Sunday 21 April 2013

Oi Yoi Yoi


More about a favourite artist, Roger Hilton, prompted by Friday's blog about David Brown, who was a close friend of his.

In 2008 I remarked to a friend, the art historian and critic Andrew Lambirth, that the logo for the Beijing Olympic Games seemed to owe something to Hilton's painting Oi Yoi Yoi. I was less than half-serious, and therefore surprised to read, in Andrew's excellent catalogue essay for a 2009 Hilton show at Kettle's Yard in Cambridge, that there may have been more to my off-hand comment than I thought.


Roger Hilton Oi Yoi Yoi (1963)


Beijing Olympics logo (2008)

The Beijing logo of a running figure (above) was designed by Guo Chunning, and is a stylised calligraphic rendition of the Chinese character 京 (pronounced jīng, meaning 'capital', from the name of the host city). The logo represents both a dancing figure and a runner crossing the finishing line. It's not just the shape, and the way the limbs seem to extend beyond the frame, but the abstract blocks of red that serve to outline the figure which reminded me of Hilton's painting. Andrew suggested in his essay that Hilton may indeed have had a Chinese ideogram in mind when he created the original painting - his wide-ranging interest in other cultures would support such a view.

Oi Yoi Yoi is a really great picture, and makes me happy whenever I look at it or think about it. It's all about life. Hilton said the subject was 'my wife dancing on a verandah, we were having a quarrel. She was nude and angry at the time and she was dancing up and down shouting 'oi yoi yoi''.  This was on the balcony of their remote French home, and the pair had been guzzling rum. What Hilton didn't include in the picture, apparently because he didn't notice it at the time, was that the local fire brigade were tackling a blaze in a field nearby.

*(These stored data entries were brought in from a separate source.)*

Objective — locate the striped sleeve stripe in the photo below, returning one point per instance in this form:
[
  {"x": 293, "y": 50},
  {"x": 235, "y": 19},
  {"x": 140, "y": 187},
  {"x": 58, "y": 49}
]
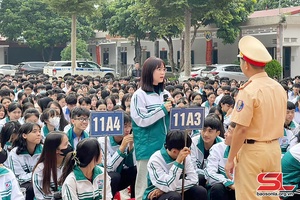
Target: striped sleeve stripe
[
  {"x": 166, "y": 183},
  {"x": 69, "y": 196},
  {"x": 213, "y": 177},
  {"x": 39, "y": 188},
  {"x": 142, "y": 115}
]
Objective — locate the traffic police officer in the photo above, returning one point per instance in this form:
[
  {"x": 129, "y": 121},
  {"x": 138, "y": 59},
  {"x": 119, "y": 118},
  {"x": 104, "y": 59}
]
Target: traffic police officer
[{"x": 259, "y": 114}]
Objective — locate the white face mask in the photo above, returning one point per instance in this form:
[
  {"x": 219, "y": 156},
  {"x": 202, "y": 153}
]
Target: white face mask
[{"x": 55, "y": 121}]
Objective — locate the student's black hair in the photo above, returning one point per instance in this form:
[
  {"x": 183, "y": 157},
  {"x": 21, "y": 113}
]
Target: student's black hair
[
  {"x": 7, "y": 130},
  {"x": 78, "y": 111},
  {"x": 290, "y": 106},
  {"x": 26, "y": 106},
  {"x": 176, "y": 92},
  {"x": 5, "y": 111},
  {"x": 118, "y": 107},
  {"x": 111, "y": 98},
  {"x": 31, "y": 112},
  {"x": 60, "y": 96},
  {"x": 114, "y": 90},
  {"x": 226, "y": 99},
  {"x": 26, "y": 85},
  {"x": 21, "y": 142},
  {"x": 127, "y": 118},
  {"x": 86, "y": 150},
  {"x": 49, "y": 159},
  {"x": 104, "y": 94},
  {"x": 86, "y": 100},
  {"x": 99, "y": 102},
  {"x": 13, "y": 106},
  {"x": 124, "y": 99},
  {"x": 176, "y": 140},
  {"x": 43, "y": 102},
  {"x": 213, "y": 122},
  {"x": 232, "y": 124},
  {"x": 150, "y": 65},
  {"x": 20, "y": 95},
  {"x": 71, "y": 99}
]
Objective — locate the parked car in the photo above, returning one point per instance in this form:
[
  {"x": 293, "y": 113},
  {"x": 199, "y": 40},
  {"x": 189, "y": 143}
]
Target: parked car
[
  {"x": 8, "y": 69},
  {"x": 232, "y": 71},
  {"x": 85, "y": 68},
  {"x": 170, "y": 72},
  {"x": 197, "y": 70},
  {"x": 30, "y": 67}
]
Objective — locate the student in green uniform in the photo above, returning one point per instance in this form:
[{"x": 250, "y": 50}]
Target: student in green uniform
[
  {"x": 82, "y": 176},
  {"x": 49, "y": 167},
  {"x": 25, "y": 154}
]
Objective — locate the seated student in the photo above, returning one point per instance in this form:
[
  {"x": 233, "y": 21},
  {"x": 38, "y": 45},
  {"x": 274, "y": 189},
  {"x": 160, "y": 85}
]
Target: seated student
[
  {"x": 82, "y": 176},
  {"x": 289, "y": 126},
  {"x": 25, "y": 154},
  {"x": 51, "y": 120},
  {"x": 209, "y": 103},
  {"x": 221, "y": 186},
  {"x": 8, "y": 135},
  {"x": 165, "y": 171},
  {"x": 85, "y": 102},
  {"x": 49, "y": 167},
  {"x": 9, "y": 187},
  {"x": 202, "y": 143},
  {"x": 71, "y": 101},
  {"x": 121, "y": 159},
  {"x": 79, "y": 121},
  {"x": 291, "y": 169}
]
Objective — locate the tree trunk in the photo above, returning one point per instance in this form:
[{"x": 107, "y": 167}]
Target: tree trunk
[
  {"x": 182, "y": 53},
  {"x": 43, "y": 54},
  {"x": 194, "y": 34},
  {"x": 169, "y": 42},
  {"x": 51, "y": 53},
  {"x": 73, "y": 44},
  {"x": 138, "y": 51},
  {"x": 187, "y": 42}
]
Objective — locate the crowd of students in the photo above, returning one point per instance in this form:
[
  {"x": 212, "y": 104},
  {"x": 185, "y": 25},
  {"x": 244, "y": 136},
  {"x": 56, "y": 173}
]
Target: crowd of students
[{"x": 46, "y": 151}]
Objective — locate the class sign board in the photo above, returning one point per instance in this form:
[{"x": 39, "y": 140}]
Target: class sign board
[
  {"x": 106, "y": 123},
  {"x": 187, "y": 118}
]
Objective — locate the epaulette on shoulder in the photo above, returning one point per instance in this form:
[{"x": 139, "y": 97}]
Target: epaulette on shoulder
[{"x": 245, "y": 85}]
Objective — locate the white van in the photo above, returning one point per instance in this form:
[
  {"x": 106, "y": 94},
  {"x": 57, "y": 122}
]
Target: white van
[{"x": 85, "y": 68}]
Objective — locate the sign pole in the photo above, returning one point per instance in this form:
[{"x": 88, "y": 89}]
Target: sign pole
[
  {"x": 105, "y": 168},
  {"x": 186, "y": 119},
  {"x": 186, "y": 132},
  {"x": 104, "y": 124}
]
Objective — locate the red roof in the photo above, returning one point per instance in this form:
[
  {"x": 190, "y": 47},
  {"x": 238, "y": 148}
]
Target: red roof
[{"x": 275, "y": 12}]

Hilton made a second version that year (below) which is every bit as good. I'm not sure which one I like best. The title of the first is better. The second image is more bouncy, and especially the breast.


Dancing Woman (1963)

Hilton, à propos, pioneered the admirable practice of drawing nudes in motion by encouraging Rose, his wife, to walk around as he sketched her. Good work!